Le gouvernement tunisien avait jusqu'à présent la date butoir du 23 octobre 2012 pour l'adoption de la Constitution et prévoyait des élections générales en mars 2013.
Selon M. Kheder, un nouveau calendrier fera l'objet d'une réunion à l'ANC le 3 septembre, veille de la reprise de la session parlementaire.
Il a refusé de se prononcer sur la date de futures élections, estimant que cette question est du "ressort du gouvernement".
Le président de l'ANC, Mustapha Ben Jaafar (Ettakatol) doit par ailleurs s'exprimer à la télévision lundi à 20H00 GMT.
Des opposants se sont emportés contre la prolongation de l'incertitude, alors que le régime du président Zine El Abidine Ben Ali s'est écroulé il y a plus d'un an et demi.
Et l'économie?
"Est-ce que le pays est capable de supporter tant de retard ? La fragilité de l'économie tunisienne peut-elle souffrir autant de retard?", a lancé à l'AFP, Issam Chebbi, député et porte-parole du parti Républicain (centre).
"Nous demanderons une loi qui fixe la date des élections", a-t-il ajouté estimant que "plus la transition dure et plus le chaos se diffuse dans le pays".
L'annonce du retard de l'adoption de la Constitution intervient en effet dans un contexte politique et social tendu.
Les manifestations notamment contre la politique économique et sociale du gouvernement se sont récemment multipliées, parfois réprimées violemment, alors que le chômage et la misère étaient au coeur de la révolution de 2011.
Par ailleurs, l'opposition et la société civile accusent Ennahda d'une dérive autoritaire et d'organiser une islamisation rampante de la société en s'attaquant notamment à la liberté d'expression ou au droit des femmes.

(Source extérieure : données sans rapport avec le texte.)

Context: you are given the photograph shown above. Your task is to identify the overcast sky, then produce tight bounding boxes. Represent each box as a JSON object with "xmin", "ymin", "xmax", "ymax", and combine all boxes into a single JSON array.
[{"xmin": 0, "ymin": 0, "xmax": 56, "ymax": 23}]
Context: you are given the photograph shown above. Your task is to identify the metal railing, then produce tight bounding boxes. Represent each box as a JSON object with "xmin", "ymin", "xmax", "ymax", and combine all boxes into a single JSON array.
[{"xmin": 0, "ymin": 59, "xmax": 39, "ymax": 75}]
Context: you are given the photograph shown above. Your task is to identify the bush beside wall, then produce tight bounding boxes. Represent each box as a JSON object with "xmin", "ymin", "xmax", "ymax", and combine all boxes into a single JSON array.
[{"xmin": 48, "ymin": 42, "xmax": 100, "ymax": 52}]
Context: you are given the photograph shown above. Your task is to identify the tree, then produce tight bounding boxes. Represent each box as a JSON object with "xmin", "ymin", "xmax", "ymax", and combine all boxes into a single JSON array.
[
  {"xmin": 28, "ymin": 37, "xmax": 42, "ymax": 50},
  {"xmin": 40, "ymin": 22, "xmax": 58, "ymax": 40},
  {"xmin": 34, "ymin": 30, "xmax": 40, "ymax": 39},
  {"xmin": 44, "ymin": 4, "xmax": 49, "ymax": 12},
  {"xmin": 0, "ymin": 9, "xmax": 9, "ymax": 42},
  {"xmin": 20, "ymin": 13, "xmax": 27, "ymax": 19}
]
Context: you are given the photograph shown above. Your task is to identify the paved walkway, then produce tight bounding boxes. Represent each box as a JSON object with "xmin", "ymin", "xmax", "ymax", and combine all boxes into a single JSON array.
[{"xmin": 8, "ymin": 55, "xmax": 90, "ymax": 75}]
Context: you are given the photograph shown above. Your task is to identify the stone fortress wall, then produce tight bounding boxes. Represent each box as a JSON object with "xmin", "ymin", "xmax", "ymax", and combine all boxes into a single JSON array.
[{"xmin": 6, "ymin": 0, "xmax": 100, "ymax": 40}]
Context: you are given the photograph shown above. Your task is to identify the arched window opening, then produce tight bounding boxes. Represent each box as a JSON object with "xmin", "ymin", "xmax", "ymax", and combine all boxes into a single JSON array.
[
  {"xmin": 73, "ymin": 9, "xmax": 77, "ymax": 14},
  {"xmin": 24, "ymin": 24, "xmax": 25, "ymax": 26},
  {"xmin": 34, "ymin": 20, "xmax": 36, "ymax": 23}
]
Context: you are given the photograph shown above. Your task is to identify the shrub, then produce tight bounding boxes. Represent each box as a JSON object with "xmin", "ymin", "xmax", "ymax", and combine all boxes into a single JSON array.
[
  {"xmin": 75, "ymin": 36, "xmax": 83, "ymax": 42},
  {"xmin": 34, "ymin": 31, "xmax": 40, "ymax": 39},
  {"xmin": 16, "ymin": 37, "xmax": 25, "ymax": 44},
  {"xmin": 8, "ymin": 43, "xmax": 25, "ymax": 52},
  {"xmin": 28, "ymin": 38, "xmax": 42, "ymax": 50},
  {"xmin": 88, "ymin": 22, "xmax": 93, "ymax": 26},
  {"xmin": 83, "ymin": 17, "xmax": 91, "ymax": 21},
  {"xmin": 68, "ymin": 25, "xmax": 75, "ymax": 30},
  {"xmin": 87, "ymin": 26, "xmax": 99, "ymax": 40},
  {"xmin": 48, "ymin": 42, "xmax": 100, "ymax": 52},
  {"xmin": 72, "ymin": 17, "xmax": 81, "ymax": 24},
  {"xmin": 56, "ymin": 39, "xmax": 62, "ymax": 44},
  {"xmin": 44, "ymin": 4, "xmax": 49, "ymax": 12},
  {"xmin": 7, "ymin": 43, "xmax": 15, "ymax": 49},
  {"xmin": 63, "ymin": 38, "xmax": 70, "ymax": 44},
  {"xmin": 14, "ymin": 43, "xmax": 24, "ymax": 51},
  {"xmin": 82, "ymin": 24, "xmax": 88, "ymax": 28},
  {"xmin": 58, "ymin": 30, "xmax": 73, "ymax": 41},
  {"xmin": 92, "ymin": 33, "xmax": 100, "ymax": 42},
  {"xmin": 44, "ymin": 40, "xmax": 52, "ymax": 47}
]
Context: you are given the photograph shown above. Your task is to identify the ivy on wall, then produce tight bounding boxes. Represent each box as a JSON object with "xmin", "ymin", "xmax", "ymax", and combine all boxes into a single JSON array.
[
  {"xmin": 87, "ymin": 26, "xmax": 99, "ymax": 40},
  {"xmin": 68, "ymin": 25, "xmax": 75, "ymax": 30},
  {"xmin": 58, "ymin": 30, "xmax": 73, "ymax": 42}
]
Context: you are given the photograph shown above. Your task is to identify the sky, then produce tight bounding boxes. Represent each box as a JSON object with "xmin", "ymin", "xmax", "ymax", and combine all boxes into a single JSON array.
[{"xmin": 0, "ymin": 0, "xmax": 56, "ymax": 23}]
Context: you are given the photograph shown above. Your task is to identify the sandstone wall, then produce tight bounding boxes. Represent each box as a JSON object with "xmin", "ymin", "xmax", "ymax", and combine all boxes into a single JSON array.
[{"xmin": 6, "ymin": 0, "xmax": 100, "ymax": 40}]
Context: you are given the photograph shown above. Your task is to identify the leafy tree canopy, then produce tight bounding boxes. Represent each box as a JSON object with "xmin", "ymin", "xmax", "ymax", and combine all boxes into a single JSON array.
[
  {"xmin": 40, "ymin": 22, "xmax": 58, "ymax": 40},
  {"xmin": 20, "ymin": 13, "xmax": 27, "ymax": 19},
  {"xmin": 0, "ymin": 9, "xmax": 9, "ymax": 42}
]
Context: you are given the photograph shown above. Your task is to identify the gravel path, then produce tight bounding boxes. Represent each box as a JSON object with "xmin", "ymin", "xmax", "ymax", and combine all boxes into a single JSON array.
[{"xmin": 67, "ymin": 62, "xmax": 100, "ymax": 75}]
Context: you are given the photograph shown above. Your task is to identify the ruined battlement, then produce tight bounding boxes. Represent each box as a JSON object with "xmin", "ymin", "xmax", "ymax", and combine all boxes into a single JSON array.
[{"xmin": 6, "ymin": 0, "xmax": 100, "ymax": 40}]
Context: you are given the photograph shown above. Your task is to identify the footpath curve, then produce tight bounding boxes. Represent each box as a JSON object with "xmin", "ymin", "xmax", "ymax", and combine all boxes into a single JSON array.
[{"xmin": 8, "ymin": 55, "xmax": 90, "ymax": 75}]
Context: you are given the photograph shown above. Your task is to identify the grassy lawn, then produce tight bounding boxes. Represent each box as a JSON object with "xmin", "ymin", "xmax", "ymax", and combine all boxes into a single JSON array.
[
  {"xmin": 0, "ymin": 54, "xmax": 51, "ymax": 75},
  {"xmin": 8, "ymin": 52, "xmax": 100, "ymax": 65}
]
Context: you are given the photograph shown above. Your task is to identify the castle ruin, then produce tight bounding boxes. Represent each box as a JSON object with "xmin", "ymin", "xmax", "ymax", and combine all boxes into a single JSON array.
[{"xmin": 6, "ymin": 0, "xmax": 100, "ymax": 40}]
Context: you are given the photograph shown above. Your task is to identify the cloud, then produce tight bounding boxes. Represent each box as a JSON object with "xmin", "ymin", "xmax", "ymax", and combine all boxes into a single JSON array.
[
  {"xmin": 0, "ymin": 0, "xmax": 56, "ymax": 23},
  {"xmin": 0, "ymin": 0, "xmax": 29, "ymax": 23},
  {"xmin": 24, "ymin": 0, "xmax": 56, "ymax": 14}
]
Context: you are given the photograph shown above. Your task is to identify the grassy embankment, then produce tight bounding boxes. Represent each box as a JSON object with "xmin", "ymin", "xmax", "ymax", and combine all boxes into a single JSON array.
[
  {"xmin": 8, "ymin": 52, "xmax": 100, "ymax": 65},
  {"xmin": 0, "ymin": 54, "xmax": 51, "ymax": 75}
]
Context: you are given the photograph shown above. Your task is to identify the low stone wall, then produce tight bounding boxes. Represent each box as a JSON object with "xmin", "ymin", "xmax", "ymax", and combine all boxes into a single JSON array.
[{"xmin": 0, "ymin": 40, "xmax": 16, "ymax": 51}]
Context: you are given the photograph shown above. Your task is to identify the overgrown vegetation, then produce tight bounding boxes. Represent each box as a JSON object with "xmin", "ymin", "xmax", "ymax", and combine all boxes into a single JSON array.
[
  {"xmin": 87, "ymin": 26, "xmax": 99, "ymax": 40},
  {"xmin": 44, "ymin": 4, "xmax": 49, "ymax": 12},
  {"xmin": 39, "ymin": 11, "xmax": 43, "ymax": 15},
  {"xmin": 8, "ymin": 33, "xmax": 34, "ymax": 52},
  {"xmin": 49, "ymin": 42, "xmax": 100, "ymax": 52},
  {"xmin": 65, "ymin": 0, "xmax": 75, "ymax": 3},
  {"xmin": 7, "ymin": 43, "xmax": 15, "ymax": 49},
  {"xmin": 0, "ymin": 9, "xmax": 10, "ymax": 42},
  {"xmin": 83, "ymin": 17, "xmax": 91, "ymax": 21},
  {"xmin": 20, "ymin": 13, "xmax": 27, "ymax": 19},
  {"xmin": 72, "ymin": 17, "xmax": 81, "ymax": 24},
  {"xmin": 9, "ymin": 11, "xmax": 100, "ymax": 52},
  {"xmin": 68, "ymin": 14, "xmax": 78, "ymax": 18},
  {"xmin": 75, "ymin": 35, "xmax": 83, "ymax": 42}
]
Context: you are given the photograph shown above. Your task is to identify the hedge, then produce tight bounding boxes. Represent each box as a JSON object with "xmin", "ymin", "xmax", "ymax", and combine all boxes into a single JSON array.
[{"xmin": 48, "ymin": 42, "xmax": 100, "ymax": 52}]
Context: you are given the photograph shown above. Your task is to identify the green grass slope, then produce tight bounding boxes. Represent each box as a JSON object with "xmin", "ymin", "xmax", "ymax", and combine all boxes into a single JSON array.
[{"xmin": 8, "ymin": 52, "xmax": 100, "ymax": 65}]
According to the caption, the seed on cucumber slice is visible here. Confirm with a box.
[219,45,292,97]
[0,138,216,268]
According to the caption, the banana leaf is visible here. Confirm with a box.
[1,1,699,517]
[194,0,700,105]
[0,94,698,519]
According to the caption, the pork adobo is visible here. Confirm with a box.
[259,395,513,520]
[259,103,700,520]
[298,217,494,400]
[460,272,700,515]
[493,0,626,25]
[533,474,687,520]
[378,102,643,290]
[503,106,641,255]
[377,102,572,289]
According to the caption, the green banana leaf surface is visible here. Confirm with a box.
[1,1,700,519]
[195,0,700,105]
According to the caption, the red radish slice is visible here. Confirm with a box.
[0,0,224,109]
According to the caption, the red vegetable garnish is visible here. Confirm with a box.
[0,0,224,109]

Les principaux partis tunisiens s'étaient donnés un an à compter de l'élection le 23 octobre 2011 de l'ANC pour rédiger la nouvelle loi fondamentale et remplacer les textes provisoires régissant le pays à la suite de la révolution.

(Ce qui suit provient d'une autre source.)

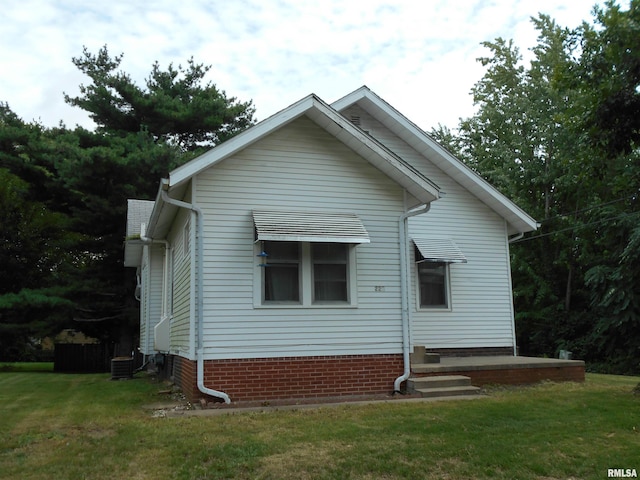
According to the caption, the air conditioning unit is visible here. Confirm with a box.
[111,357,133,380]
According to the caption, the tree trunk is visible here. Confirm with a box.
[565,263,573,312]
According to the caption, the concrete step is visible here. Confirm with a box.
[408,375,472,391]
[414,385,482,398]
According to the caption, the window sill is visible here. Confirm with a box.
[416,306,452,312]
[254,303,358,309]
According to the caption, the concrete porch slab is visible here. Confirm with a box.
[411,356,585,386]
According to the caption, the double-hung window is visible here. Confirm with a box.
[263,241,300,303]
[413,238,467,310]
[260,241,352,305]
[312,243,348,303]
[417,261,449,308]
[253,210,369,307]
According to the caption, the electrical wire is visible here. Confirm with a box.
[512,210,640,243]
[539,192,637,224]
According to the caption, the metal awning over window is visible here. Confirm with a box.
[253,210,370,243]
[413,237,467,263]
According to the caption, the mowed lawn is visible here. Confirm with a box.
[0,363,638,480]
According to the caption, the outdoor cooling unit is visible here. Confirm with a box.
[111,357,133,380]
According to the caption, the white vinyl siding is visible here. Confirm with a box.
[139,256,149,355]
[344,105,516,351]
[139,246,164,356]
[194,116,406,360]
[168,207,193,357]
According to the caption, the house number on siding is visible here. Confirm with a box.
[374,286,385,292]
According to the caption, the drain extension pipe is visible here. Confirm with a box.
[160,180,231,404]
[393,203,431,394]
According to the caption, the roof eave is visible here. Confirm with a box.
[332,87,538,234]
[169,95,318,188]
[168,92,440,205]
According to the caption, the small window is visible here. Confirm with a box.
[418,262,449,308]
[263,241,300,303]
[312,243,348,303]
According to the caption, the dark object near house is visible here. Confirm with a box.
[110,357,134,379]
[54,343,110,373]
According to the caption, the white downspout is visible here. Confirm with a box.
[508,232,524,243]
[140,224,170,319]
[393,202,431,394]
[160,180,231,404]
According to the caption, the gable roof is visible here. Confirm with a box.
[145,93,443,239]
[168,93,440,204]
[331,86,538,235]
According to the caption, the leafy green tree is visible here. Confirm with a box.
[0,168,77,360]
[449,18,589,356]
[576,0,640,157]
[570,1,640,372]
[1,48,256,359]
[49,127,183,351]
[444,4,640,373]
[65,45,256,152]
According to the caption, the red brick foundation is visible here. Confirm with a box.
[172,354,404,403]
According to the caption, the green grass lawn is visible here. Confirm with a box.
[0,364,638,480]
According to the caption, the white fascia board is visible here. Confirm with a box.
[144,179,170,238]
[331,85,372,111]
[333,87,538,234]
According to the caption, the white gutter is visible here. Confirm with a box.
[159,180,231,404]
[393,202,431,394]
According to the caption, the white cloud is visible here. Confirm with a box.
[0,0,613,131]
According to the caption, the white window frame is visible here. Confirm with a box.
[415,260,452,311]
[254,241,358,308]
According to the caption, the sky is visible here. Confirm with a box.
[0,0,612,133]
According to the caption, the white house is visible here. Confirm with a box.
[124,87,538,403]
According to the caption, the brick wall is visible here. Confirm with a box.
[172,355,199,400]
[172,354,404,403]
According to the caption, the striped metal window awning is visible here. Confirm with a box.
[253,210,370,243]
[413,237,467,263]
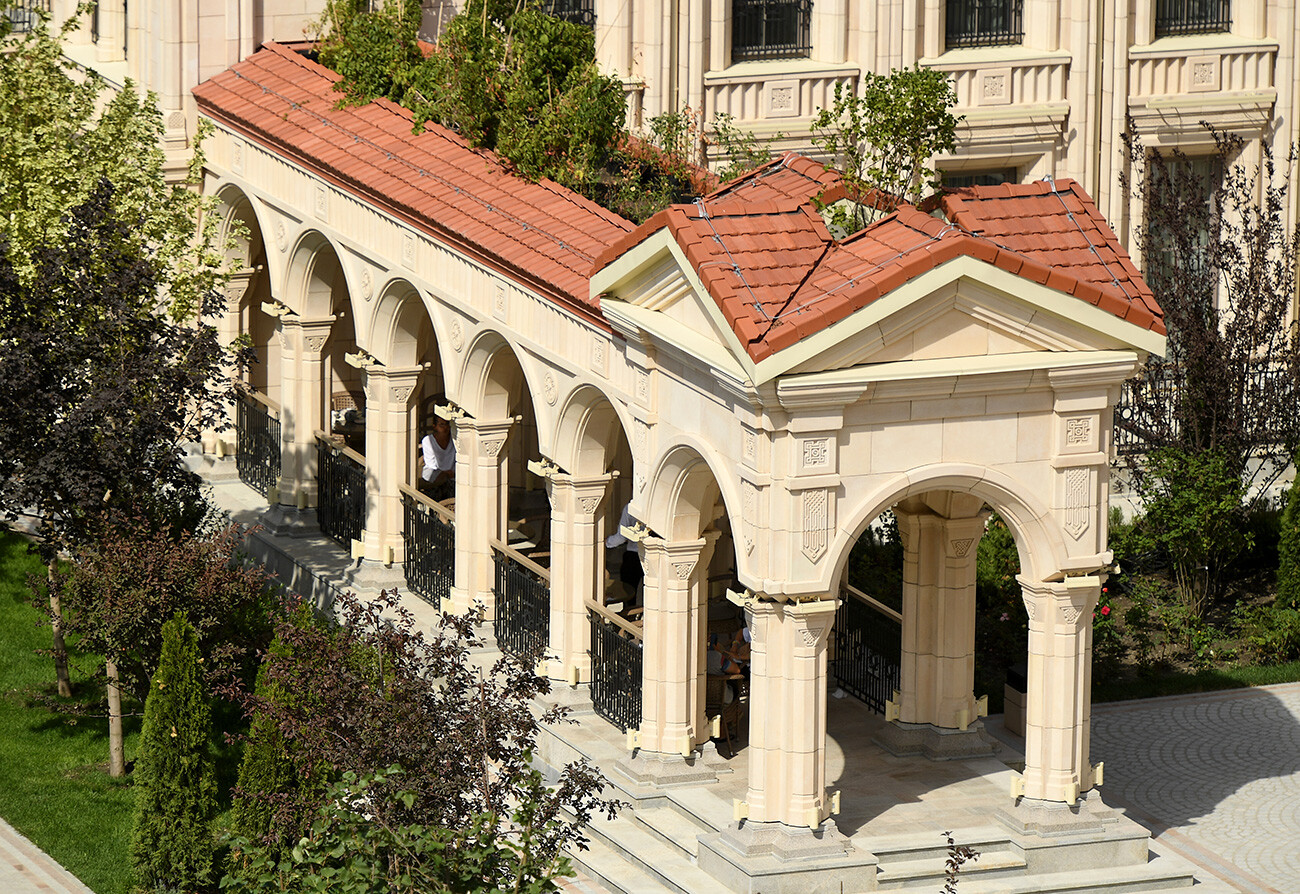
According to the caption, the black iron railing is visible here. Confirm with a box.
[1114,361,1294,456]
[316,433,366,549]
[588,604,643,732]
[235,387,282,497]
[945,0,1023,49]
[834,584,902,715]
[6,0,48,32]
[544,0,595,27]
[401,485,455,609]
[492,540,550,664]
[731,0,812,62]
[1155,0,1230,37]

Ces travaux ont pris un grand retard faute d'un compromis sur la nature du régime. Les islamistes réclament un système parlementaire pur, tandis que les autres partis militent pour laisser d'importantes prérogatives au chef de l'Etat.
Une première mouture aurait dû être présentée fin juillet, ce qui n'a jamais été fait. Désormais, un "brouillon" devrait être prêt en octobre, selon M. Kheder.
Six commissions sont en charge de la rédaction de la Constitution. Leurs travaux seront réunis et chaque article sera soumis individuellement pour approbation aux députés, qui peuvent encore les amender.
C'est seulement ensuite que les élus adopteront l'ensemble du texte à la majorité des deux tiers. En cas d'échec, un référendum sera organisé.